Mit zitternder Stimme meldete sich Kendra. »Hallo?«
Sie beugte sich zu Laurie hin, sodass Laurie mithören konnte. »Sehr ungezogen von dir, Kendra. Hast du die Regeln vergessen? Was hast du der Produzentin erzählt?«
»Nichts«, antwortete sie. »Kein Wort über dich. Ich habe aber gerade mit Laurie Moran telefoniert. Anscheinend weiß sie von dir.«
»Warum hast du mich nicht gleich verständigt?«
»Ich hatte das Handy schon in der Hand, aber ich musste doch erst in die Garage, damit die Kinder mich nicht hören. Und dann hat es geklingelt, und du hast angerufen.«
»Dann weiß ich jetzt, wo Bobby und Mindy sind. Sehr aufmerksam von dir.«
Seine Stimme war kalt wie Eis. Laurie lief ein Schauer über den Rücken. Sie ergriff Kendras freie Hand und drückte sie.
»Bitte, ich habe nichts gesagt, wirklich nicht. Aber wir sollten uns treffen … Ich erzähle dir alles, was ich weiß. Aber ich habe Angst, dass sie die Polizei dazu gebracht hat, mein Telefon anzuzapfen.«
Mit einem Mal war die Leitung tot. Kendra sah auf das Display und fragte sich schon, ob sie kein Signal mehr hatte. Kurz darauf ploppte eine SMS auf.
Treffpunkt Cooper Triangle. In vierzig Minuten.
»Ist das eine Bar oder so?«, fragte Laurie.
Kendra schüttelte den Kopf. »Eine kleine Grünfläche vor dem Cooper Union. Dort haben wir uns schon mal getroffen.« Das Cooper Union war ein kleines Privatcollege im East Village. Laurie kannte den Ort.

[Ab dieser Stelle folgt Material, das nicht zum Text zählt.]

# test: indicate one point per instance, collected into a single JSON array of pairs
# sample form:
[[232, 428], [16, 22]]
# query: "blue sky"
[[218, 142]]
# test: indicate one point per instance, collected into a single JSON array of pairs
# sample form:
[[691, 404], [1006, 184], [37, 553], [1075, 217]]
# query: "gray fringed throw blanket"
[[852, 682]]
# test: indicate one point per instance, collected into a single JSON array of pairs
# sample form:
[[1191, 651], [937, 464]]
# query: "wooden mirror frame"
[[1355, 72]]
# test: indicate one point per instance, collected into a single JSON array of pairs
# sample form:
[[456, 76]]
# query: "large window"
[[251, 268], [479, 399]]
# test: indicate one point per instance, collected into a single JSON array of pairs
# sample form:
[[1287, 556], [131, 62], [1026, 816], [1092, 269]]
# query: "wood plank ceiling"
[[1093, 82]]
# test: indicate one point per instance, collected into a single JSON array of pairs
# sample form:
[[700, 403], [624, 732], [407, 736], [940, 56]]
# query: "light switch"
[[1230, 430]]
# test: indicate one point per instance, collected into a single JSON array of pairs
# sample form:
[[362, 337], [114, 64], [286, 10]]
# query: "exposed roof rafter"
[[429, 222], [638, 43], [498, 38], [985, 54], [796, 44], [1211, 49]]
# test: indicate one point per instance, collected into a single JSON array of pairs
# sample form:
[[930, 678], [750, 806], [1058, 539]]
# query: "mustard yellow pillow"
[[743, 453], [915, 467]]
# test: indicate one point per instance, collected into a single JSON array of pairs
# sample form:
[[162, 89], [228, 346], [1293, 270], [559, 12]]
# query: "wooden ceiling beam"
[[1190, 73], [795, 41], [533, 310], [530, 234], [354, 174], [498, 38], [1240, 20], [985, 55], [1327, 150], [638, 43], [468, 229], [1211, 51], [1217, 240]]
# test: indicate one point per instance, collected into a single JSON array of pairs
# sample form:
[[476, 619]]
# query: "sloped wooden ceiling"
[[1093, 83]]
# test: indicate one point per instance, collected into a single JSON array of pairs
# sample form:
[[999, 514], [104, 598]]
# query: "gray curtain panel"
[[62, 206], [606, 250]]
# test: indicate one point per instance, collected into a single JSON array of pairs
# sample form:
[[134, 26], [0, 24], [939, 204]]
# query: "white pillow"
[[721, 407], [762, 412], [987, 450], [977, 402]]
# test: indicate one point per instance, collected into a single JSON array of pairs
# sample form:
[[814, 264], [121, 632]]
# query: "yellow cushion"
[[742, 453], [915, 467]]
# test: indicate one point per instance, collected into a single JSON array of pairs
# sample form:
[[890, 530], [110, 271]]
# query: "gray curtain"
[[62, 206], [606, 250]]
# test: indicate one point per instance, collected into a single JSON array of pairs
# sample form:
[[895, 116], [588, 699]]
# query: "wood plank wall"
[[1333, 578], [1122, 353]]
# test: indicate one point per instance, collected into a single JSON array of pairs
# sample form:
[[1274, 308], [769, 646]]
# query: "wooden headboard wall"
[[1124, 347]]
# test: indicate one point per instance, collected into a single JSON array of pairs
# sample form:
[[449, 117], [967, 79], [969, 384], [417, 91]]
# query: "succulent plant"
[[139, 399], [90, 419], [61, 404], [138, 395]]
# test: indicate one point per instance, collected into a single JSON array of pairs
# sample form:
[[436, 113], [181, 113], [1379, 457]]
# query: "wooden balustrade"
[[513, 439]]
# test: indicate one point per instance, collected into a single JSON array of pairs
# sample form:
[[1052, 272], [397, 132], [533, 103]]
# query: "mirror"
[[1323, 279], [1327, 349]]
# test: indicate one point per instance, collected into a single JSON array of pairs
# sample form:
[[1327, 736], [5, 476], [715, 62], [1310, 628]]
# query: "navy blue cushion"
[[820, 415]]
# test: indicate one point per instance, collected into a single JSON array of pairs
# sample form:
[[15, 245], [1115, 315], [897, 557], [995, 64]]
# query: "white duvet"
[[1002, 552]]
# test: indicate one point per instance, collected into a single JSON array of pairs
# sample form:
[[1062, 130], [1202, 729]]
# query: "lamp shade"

Kendra öffnete das Garagentor, und Laurie und Leo stiegen in den Produktionswagen zu Nick. Sie wies den Kameramann an, wohin er zu fahren hatte, und gab Jerry Bescheid, damit er seine Route änderte. Das Cooper-Union-Gebäude war nur wenige Straßen entfernt. Sie würden längst da sein, wenn Kendra oder Brenner eintrafen. Nur so konnte ihr Plan funktionieren.